The next day we headed to the airport where we ran into some more unexpected problems. AirFrance was on strike again and had rearranged our flights to Ibera, but they had forgotten to rebook our flight from Guatemala to Mexico so for a moment it seemed we had a few more days of vacation. After a few phone-calls however we were back on track. At the information-desk we met Pedro Manuel (a former guard at a shopping centre) who went from not knowing that that was any language except for Spanish to speaking 10 languages learning from books and tourists in just a few years. A newspaper did an article about him, the Guatemalan airport saw that and figured that having someone at the information-desk that is able to speak with tourists in many languages is actually really handy and now Pedro is living his dream! Once again: we fell with our noses in butter!

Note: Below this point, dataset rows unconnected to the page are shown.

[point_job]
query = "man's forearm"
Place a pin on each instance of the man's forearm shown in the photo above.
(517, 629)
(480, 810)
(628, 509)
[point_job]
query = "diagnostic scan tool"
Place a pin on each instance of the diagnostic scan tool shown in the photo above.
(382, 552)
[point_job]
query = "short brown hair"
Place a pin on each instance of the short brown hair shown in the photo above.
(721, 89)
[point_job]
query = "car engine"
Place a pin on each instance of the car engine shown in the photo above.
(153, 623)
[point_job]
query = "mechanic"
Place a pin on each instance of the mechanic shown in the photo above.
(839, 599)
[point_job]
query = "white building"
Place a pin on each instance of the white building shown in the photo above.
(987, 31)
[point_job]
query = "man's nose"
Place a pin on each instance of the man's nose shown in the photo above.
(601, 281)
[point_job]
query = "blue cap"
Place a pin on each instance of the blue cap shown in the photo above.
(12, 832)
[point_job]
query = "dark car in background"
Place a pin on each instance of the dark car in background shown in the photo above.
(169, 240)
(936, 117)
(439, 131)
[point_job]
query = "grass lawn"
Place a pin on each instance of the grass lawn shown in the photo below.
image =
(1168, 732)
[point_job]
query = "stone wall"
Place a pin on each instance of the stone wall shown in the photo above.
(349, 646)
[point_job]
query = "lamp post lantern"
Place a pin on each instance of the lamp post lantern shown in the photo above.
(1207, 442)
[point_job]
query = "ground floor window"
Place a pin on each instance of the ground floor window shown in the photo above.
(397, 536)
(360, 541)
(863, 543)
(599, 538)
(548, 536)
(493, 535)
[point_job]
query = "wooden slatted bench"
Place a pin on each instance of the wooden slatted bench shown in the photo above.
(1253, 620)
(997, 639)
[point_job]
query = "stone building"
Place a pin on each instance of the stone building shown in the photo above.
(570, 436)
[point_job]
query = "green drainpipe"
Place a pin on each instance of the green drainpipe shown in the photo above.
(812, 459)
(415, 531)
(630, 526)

As we taxied on the Guatemalan airport we saw the Indian airplane with a n impressively large formal guard seeing off the Vice President. And than that was that, we were off to Mexico. I have to say that flying over Mexico City is really impressive, that city is huge! After a short stay at the Mexican airport, we were on our way back to Spain and a day after our arrival I had to get back to the Netherlands. It was too short, really it was. So… just a thought… how would Christmas as Guatemala be?